As Data volumes grow to new, unprecedented levels, new tools and techniques are coming into picture to handle this growth. One of the fields that evolved is Data Lakes. In this post we'll take a look at the story of evolution of Data Lakes and how modern Data Lakes like Iceberg, Delta Lake are solving important problems.
Traditionally Data Warehouse tools were used to drive business intelligence from data. Industry then recognized that Data Warehouses limit the potential of intelligence by enforcing schema on write. It was clear that all the dimensions of data-set being collected could not be thought of at the time of data collection. This meant, enforcing a schema or dropping few entries because they look useless would potentially harm the business intelligence in long run. Additionally Data Warehouse technology was just not able to keep up with the pace of data growth. Since Data Warehouses were generally based on databases and structured data formats, it proved insufficient for the challenges that the current data driven world faces.
This led to the advent of Data Lakes that are optimized for unstructured and semi-structured data, can scale to PetaBytes easily and allowed better integration of a wide range of tools to help businesses get the most out of their data.
Data Lake is a generally overloaded term with different meanings in different contexts, but there are few important properties that are consistent across all Data Lake definitions:
- Support for unstructured and semi-structured data.
- Scalability to PetaBytes and higher.
- SQL like interface to interact with the stored data.
- Ability to connect various analytics tools as seamlessly as possible.
- Finally, modern data lakes are generally a combination of decoupled storage and analytics tools.
Last few years saw rise of Hadoop as the defacto Big Data platform and its subsequent downfall.

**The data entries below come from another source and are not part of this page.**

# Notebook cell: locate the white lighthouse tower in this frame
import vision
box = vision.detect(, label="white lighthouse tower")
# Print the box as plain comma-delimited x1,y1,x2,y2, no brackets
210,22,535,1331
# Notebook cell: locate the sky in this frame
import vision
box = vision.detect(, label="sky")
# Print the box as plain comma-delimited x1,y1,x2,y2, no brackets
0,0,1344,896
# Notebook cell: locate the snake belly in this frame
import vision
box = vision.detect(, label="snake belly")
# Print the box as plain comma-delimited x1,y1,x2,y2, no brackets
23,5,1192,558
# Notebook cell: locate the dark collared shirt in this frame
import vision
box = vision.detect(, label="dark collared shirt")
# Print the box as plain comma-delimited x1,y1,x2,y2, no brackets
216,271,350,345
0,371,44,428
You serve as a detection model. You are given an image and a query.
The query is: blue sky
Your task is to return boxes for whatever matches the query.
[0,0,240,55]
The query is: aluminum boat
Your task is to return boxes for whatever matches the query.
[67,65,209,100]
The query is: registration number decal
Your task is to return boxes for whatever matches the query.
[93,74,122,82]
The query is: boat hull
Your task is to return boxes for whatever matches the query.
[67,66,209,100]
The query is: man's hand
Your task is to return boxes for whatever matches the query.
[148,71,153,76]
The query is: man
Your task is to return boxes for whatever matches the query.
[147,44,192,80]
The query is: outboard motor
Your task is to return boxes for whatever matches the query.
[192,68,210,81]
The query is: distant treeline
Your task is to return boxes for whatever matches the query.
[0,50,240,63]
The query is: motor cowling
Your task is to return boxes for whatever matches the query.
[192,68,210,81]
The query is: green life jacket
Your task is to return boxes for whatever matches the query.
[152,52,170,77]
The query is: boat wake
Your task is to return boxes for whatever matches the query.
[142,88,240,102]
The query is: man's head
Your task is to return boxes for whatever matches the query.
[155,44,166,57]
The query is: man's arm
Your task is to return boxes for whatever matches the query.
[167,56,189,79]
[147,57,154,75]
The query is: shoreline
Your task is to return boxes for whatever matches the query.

Initially, HDFS served as the storage layer, and Hive as the analytics layer. When pushed really hard, Hadoop was able to go up to few 100s of TBs, allowed SQL like querying on semi-structured data and was fast enough for its time.
Later on, data volumes grew to new scales and the demands of businesses became more ambitions, i.e. users now expected faster query times, better scalability, ease of management and so on. This is when Hive and HDFS started to make way for new and better technology platforms.
To address Hadoop's complications and scaling challenges, Industry is now moving towards a disaggregated architecture, with Storage and Analytics layers very loosely coupled using REST APIs. This makes each layer much more independent (in terms of scaling and management) and allows using the perfect tool for each job. For example, in this disaggregated model, users can choose to use Spark for batch workloads for analytics, while Presto for SQL heavy workloads, with both Spark and Presto using the same backend storage platform.
This approach is now rapidly becoming the standard. Commonly used Storage platforms are object storage platforms like AWS S3, Azure Blob Storage, GCS, Ceph, MinIO among others. While analytics platforms vary from simple Python & R based notebooks to Tensorflow to Spark, Presto to Splunk, Vertica and others.
The new model of disaggregation, using right tools for each job is generally better at scalability and ease of management. This approach fits very well architecturally as well. But there are data consistency and management challenges that still need to be fixed.
- File or Tables: Disaggregated model means the storage system sees data as a collection of objects or files. But end users are not interested in the physical arrangement of data, they instead want to see a more logical view of their data. RDBMS databases did a great job in making this abstraction. With Big Data platforms taking shape as the data platform of future, it is now expected of these systems to behave in a user friendly way, i.e. don't enforce users to know anything about the physical storage.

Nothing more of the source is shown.